Михаил Каратеев - Русь и Орда Книга 2
– Если так, ничего не сделаешь, ханум… Аллах сильнее меня. Но где ты будешь жить? И почему ты хочешь остаться в этом чужом улусе, вместо того чтобы поехать в мой, в улус брата твоего мужа?
– Я очень слаба, благородный хан, и не выдержу теперь такого трудного переезда. Разве ты хочешь, чтобы я умерла в дороге? Я останусь здесь, пока силы мои немного не окрепнут, а потом поеду туда, где тепло… В Сыгнаке у меня есть небольшой дворец. А после, может быть, переселюсь в Мекку…
– Хорошо, ханум, да исполнится воля Аллаха! Завтра я Уеду. Прощай, ханум!
– Да будет твой путь счастливым и да будет счастливой вся твоя жизнь, почтенный хан! Утром я выйду проводить тебя.
* * *Когда Айбек ушел, хатунь вытянулась на диване, закинув на голову руки, и долго лежала неподвижно, временами улыбаясь каким-то своим мыслям. Потом, услышав сбоку шаги рабыни, вошедшей, чтобы подбросить углей в жаровню, не оборачиваясь, сказала:
– Лейла! Пройди незаметно в шатер Карач-оглана и скажи ему, что я сейчас же должна говорить с ним. Введешь ого через боковой вход: нужно, чтобы никто не увидел, как он войдет сюда.
Когда вошел Карач-мурза, Тулюбек встретила его счастливой улыбкой. Она казалась радостной и слегка взволнованной. Упуская многие подробности, она передала своему гостю сущность того объяснения, которое у нее произошло с Айбек-ханом, и добавила, что последний утром уезжает.
– Ну, что же, ханум, это хорошо, – выслушав ее, сказал Карач-мурза. – Теперь он больше не будет нам мешать, и мы сможем спокойно готовиться к своему походу. Воистину велика твоя мудрость, если ты сумела сделать так, что все окончилось мирно.

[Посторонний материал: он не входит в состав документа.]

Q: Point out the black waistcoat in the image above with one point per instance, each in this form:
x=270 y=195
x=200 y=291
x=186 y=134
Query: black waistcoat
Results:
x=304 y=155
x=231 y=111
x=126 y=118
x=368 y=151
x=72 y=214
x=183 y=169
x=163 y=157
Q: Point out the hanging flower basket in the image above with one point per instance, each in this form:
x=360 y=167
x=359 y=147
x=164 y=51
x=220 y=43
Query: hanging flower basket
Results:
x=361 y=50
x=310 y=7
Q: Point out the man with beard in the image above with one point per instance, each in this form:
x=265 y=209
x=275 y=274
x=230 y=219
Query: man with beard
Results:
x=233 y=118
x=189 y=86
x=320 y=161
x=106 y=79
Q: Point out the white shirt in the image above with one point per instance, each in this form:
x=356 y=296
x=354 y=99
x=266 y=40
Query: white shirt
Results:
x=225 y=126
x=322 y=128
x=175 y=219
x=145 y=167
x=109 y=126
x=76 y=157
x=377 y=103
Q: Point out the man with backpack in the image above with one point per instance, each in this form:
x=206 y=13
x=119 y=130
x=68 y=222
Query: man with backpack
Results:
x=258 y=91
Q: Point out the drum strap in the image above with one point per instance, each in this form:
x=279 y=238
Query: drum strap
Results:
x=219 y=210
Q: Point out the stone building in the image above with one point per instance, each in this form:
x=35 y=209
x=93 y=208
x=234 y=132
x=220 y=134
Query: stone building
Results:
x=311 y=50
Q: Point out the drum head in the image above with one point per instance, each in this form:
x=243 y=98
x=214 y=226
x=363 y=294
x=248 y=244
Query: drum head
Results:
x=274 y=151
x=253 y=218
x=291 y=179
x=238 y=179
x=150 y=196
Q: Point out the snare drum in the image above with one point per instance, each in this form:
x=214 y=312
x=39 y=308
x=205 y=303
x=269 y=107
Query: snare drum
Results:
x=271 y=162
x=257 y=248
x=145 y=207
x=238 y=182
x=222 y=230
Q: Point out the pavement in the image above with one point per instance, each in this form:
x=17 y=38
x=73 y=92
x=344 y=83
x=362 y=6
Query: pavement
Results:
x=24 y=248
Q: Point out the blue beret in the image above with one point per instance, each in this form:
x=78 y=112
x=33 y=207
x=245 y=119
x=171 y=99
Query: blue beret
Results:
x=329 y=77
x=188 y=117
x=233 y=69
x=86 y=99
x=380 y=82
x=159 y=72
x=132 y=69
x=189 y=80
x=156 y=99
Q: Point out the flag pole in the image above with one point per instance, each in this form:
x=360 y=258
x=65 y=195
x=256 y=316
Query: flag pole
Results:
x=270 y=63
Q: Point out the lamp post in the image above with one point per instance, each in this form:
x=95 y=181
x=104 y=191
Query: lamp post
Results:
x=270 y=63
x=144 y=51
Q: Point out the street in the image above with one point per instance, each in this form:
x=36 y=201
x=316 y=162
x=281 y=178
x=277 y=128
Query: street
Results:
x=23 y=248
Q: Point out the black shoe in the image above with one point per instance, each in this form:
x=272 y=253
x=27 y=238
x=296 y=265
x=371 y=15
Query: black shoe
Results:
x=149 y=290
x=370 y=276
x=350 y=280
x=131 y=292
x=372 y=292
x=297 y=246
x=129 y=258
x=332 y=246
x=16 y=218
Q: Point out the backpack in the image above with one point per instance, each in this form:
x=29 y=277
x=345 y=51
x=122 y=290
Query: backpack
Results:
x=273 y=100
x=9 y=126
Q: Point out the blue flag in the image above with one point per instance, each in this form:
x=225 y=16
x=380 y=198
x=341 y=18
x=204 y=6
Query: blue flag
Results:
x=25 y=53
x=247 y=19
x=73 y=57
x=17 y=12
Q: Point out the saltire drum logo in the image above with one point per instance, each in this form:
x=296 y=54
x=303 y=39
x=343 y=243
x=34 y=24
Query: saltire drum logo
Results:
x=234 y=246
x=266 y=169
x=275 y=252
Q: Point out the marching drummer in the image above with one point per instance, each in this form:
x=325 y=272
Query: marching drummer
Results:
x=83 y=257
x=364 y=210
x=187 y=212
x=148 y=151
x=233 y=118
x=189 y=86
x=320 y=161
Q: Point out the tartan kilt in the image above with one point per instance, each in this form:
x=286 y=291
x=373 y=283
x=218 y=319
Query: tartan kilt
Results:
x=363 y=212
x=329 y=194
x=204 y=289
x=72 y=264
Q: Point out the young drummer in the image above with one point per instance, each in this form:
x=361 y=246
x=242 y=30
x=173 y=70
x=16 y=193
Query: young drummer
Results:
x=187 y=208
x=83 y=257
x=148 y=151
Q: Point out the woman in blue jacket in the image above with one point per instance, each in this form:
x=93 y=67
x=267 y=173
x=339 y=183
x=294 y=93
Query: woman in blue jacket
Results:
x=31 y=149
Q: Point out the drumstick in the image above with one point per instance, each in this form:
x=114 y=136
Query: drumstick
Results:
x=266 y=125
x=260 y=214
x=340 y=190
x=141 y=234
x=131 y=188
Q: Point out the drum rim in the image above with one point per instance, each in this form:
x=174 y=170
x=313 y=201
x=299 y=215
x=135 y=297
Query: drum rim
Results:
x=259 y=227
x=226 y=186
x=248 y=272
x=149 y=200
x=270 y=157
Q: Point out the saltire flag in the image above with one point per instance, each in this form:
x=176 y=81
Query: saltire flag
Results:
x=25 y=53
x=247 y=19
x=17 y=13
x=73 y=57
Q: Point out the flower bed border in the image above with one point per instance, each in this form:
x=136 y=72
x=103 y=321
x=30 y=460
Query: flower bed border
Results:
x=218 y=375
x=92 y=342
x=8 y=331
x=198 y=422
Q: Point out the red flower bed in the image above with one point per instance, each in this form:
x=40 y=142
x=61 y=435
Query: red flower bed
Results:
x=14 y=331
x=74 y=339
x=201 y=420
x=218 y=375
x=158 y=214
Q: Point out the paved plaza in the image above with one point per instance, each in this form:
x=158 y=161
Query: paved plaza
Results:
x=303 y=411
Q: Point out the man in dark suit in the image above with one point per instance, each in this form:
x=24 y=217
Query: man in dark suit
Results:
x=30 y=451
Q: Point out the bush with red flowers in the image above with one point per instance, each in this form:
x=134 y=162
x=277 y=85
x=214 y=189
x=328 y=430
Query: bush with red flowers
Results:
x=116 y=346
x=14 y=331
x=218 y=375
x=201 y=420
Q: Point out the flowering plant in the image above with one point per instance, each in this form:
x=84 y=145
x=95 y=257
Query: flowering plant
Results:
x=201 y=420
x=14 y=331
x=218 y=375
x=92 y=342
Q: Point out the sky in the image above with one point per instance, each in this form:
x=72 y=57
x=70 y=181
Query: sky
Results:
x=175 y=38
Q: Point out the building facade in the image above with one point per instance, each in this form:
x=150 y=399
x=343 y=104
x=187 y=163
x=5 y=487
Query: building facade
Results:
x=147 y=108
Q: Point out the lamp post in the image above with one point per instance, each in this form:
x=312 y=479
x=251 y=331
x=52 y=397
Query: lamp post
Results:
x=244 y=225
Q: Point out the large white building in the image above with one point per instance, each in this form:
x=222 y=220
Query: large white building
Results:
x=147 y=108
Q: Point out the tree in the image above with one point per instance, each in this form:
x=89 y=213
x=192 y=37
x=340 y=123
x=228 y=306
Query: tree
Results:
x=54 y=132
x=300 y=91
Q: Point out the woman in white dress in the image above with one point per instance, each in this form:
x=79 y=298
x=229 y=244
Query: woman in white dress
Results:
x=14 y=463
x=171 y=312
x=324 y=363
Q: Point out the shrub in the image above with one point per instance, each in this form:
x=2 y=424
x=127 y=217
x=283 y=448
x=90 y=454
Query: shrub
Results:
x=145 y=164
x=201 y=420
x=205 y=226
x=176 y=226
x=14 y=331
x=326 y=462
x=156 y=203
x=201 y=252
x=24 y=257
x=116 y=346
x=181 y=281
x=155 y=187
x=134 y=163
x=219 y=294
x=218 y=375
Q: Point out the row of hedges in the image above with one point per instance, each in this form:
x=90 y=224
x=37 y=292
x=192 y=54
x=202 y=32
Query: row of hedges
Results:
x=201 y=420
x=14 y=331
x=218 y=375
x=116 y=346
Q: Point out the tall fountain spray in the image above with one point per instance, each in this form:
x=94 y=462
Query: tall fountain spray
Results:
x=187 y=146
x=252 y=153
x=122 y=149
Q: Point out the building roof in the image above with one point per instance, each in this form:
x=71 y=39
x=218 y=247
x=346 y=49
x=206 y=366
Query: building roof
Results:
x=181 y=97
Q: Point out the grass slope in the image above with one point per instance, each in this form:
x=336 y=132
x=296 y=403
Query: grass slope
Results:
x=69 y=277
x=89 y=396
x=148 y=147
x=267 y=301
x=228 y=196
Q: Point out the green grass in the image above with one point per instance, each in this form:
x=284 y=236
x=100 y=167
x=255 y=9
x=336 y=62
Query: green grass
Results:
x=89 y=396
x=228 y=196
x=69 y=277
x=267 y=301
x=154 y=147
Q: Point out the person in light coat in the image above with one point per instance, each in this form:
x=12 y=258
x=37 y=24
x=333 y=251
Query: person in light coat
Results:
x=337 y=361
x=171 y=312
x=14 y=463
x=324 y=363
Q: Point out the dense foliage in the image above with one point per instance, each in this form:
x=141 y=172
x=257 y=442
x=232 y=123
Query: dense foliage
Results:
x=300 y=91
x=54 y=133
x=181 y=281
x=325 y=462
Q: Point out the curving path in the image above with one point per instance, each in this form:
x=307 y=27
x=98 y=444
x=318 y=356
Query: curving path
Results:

– Еще не окончилось, оглан… Он казался очень рассерженным, и мало ли что может выдумать ночью его глупая голова. К тому же он сейчас, наверное, выпьет с горя целый бурдюк кумыса, а пьяный он совсем теряет рассудок. Я боюсь его, оглан…
– Ничего не будет, ханум, спи спокойно! Я прикажу всем своим воинам быть наготове, и если он утром вздумает что-нибудь сделать…
– Утром не страшно, оглан! Он знает, что у нас людей гораздо больше
– Чего же ты тогда боишься, ханум?
– Я боюсь, что ночью он проберется сюда… – понизив голос, промолвила хатунь, устремляя на Карач-мурзу взгляд, полный смятенья и неги.
– Что ты, ханум! Ведь у входа стоят вооруженные стражи.
– А разве тебя видели эти стражи, когда ты вошел?
– Если хочешь, я прикажу своим воинам окружить твою юрту, ханум.
– Это будет смешно! Что станут говорить о нас люди!
– Что же тогда надобно сделать, чтобы ты была спокойна, хатунь? – спросил Карач-мурза, уже начиная догадываться, что именно надо для этого сделать, и садясь на диван, рядом с Тулюбек.
– Останься сегодня здесь, царевич, и постереги меня сам, – тихо вымолвила хатунь. – С тобою мне никто не будет страшен! – добавила она, обвивая его шею руками и бурно прижимаясь к нему.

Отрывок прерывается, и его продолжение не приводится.